L'eau est la vie comme le disait le Président de la République lors de l'ouverture de la conférence internationale sur l'eau en mars dernier à l'UNESCO, l'eau dont les Français ont fait une de leurs priorités s'agissant de sa qualité et de l'efficacité des mesures de lutte contre les pollutions. C'est un véritable sujet de société car chacun consomme de l'eau, mais ce faisant, chacun la pollue à sa manière. C'est un domaine dans lequel le Parlement s'est beaucoup investi. La loi de 1964 et la loi de 1992 ont été votées à l'unanimité après de très longs débats dans les deux chambres. Il est donc normal que cette réunion ait lieu au Sénat, qui est à la fois la Haute Assemblée, la maison des collectivités territoriales, mais aussi un lieu de réflexion sur les grands programmes d'aménagement public. C'est dans ce cadre que travaille le Groupe d'études sur l'eau en liaison avec le Cercle français de l'eau.

Rapidement je formulerai quatre constats, je dénoncerai une menace et je préciserai six orientations pour préserver le dispositif actuel des Agences de l'eau qui n'a pas vocation à demeurer statique et qui doit toujours évoluer pour être plus performant.

Premier constat : notre droit de l'eau est fondé sur trois principes , les trois piliers de l'efficacité qui ont fait du système français un modèle, dont s'inspirent nombre de pays étrangers.

•  Tout d'abord, la gestion par bassin qui est forcément déconcentrée. Ce sont six bassins qui constituent ce premier pilier.

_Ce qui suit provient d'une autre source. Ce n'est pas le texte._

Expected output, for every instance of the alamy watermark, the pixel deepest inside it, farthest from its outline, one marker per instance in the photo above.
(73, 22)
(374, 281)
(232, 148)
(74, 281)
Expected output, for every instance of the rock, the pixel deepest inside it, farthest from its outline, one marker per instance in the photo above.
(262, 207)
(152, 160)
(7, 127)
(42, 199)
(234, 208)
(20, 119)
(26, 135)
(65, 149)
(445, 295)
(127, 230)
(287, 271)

•  Deuxièmement, la gestion démocratique avec l'ensemble des élus, des usagers, des représentants de l'administration et de l'Etat au sein d'un comité de bassin qui a une vue globale, opérationnelle, territoriale, de ses ambitions, de ses moyens et de ses devoirs.

•  Troisièmement, l'affectation des ressources prélevées sur les usagers aux dépenses dans le domaine de l'eau pour remédier et faire face aux problèmes qui existent dans chacun des bassins.

Ce sont les trois grands principes qui fondent notre droit de l'eau, sur lesquels en 20 ans nous avons forgé une doctrine efficace que beaucoup d'ailleurs nous envient.

Deuxième constat : un effort volontariste d'investissement qui a été tout à fait considérable au cours des dernières années. Il y a 10 ans, au cours du V ème programme, 40 milliards de francs d'investissement étaient prévus sur cinq ans dans le domaine de l'eau : un effort rendu nécessaire après le bilan pessimiste réalisé lors des premières journées nationales de l'eau de mai 1990, les assises de l'eau, et la forte émotion ressentie dans les campagnes après les périodes de sécheresse.

Puis, vient le VI ème programme : 80 milliards de francs d'investissement prévus, en fait réalisé à 90 milliards de francs. Et là, nous passons au VII ème programme avec une ambition qui finalement est fixée à un niveau moyen de 105 milliards de francs, c'est-à-dire 21 milliards par an. La ligne de conduite adoptée fut de stabiliser le niveau des redevances atteint au cours de la dernière année du programme passé.

Avec un montant d'investissement passant en 10 ans, de 8 à 21 milliards de francs par an, nous en arrivons au troisième constat.

Troisième constat : la bataille de l'eau peut être gagnée en 10 ans . Cette bataille de l'eau sera gagnée tant dans le domaine de l'assainissement que de l'eau potable, mais à deux conditions essentielles : que les redevances restent au même niveau, et que l'argent de l'eau aille bien à l'eau et pas ailleurs.

Quatrième constat : le modèle français est reconnu pour sa qualité et il est transposable. Il suffit de lire la directive-cadre de l'Union européenne et ce qui a été dit à la conférence internationale de l'eau, en mars dernier à Paris, pour voir que tous les analystes admettent que c'est sur ces principes que la politique de l'eau, quels que soient les pays et les contextes, devrait se fédérer et s'organiser.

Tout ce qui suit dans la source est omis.